Nous écrivions dans notre préface aux Nouvelles Contemporaines de Nikolaï Lvov, que nous avons été dans l’impossibilité totale de retrouver les originaux en russe de ces textes, et qu’il était bien possible qu’au moins certains d’entre eux aient été rédigés directement en français.
Jean-Paul Bourdon nous a écrit quelques mots à ce sujet, qui vont dans le sens de cette dernière hypothèse :
«Il est certain que ces nouvelles ont été écrites directement en français par Nikolaï Lvov, ça se voit à tous les paragraphes, entre autres, grâce aux innombrables erreurs de vocabulaire et d’expressions qu’il emploie et aux mots qui n’existent pas en français. La note d’Alexandre Baschmakoff [signalant la publication en russe d’une des nouvelles] (p. 169) est peut-être même un artifice littéraire pour créer un effet de réalité.

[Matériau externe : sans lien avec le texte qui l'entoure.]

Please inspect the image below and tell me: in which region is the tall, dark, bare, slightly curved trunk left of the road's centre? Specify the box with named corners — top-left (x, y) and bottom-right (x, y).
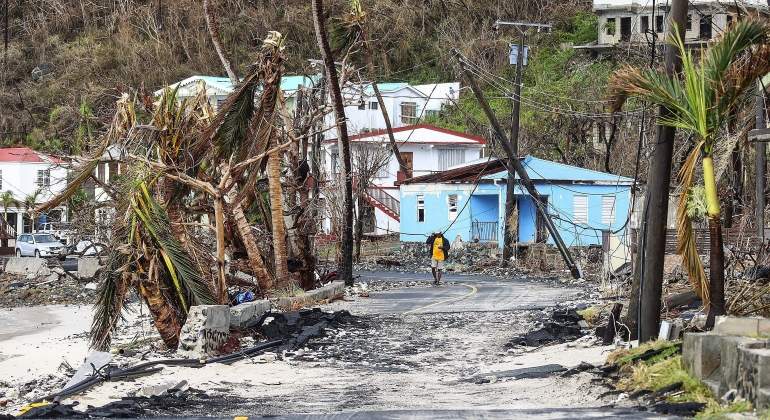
top-left (313, 0), bottom-right (353, 286)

Cette langue bizarre va surprendre énormément les Français de France, du moins ceux qui connaissent la littérature du XIXe siècle et du début du XXe siècle: c’est le français des Russes de Saint-Pétersbourg, comme nous avons celui des Belges, des Suisses et des Québécois. Cependant, Lvov maîtrise tellement naturellement la langue française par ailleurs que ces incongruités ne gênent pas la compréhension de l’ensemble.
Lvov emploie encore des mots français qui n’ont plus cours chez à cette époque, comme le verbe «mander» (p. 37) qu’on trouve à toutes les pages des lettres de Mme de Sévigné, «gripper le raton» (p. 16) et «tranchées», qui entraîne même un calembour (un peu scatologique) digne de l’almanach Vermot: «Et le premier obus qui creva à une centaine de pas de moi, me causa des tranchées qui n’avaient rien de commun avec celles de l’ennemi» (p. 117).
Il est certain aussi que Nikolaï Lvov (et tous les intellectuels qu’il fréquente) connaît parfaitement bien la France, sa géographie (plusieurs de ses régions et de ses villes), son histoire, sa langue (même s’il la charge perpétuellement de scories très bizarres), son mouvement intellectuel et même ses lois. Plusieurs nouvelles mettent en scène des personnages de Français ou se passent carrément en France. C’est un fait remarquable et ce n’est pas par hasard. Voici des détails qui montrent qu’il connaît parfaitement ce qui se passe en France :
• «C’est toujours lui qui […] rachetait les joyaux déposés chez la tante» (p. 74). Il aurait dû écrire «chez ma tante». Cette expression d’argot française est récente, elle est datée de 1823. Lvov la connaît. Pas mal, non?
• Il est aussi au courant de cette coutume française sur le flagrant délit d’adultère qui consiste à acquitter le mari qui tue sa femme s’il la surprend au plumard avec un autre (mais l’inverse n’est pas vrai). Lvov signale cette particularité p. 81 et 148.
• Lvov fait allusion par exemple aux francs-tireurs dans la nouvelle qui se passe pendant la Commune de Paris. Ce nouveau terme de «francs-tireurs» s’est répandu justement après la Commune de 1870 et à propos de ce soulèvement populaire. Un franc-tireur est un civil qui prend les armes et qui combat sans faire partie d’une armée. Attitude qui a scandalisé tous les militaires de l’époque. Dans un ouvrage paru presque aussitôt, Gobineau, triste sire anti-démocrate, anti-républicain, anti-peuple et théoricien raciste des races, a fustigé ces civils qu’il conseillait de fusiller sur place. Le franc-tireur, c’est la très grande angoisse des conservateurs à l’époque (si le peuple se soulève et s’arme, où va-t-on, ma brave dame?). L’auteur était parfaitement au courant de ce débat en France. Bravo Lvov!
• Lvov cite même l’opérette française nunuche Les Cloches de Corneville (1877) qui se passe en Normandie et où l’on chante, entre autres, «Vive le cidre de Normandie»! Imaginez Lvov écoutant ça à Pétersbourg…
Ce recueil de nouvelles illustre parfaitement les formidables relations entre la France et les écrivains et les intellectuels de Pétersbourg à cette époque.»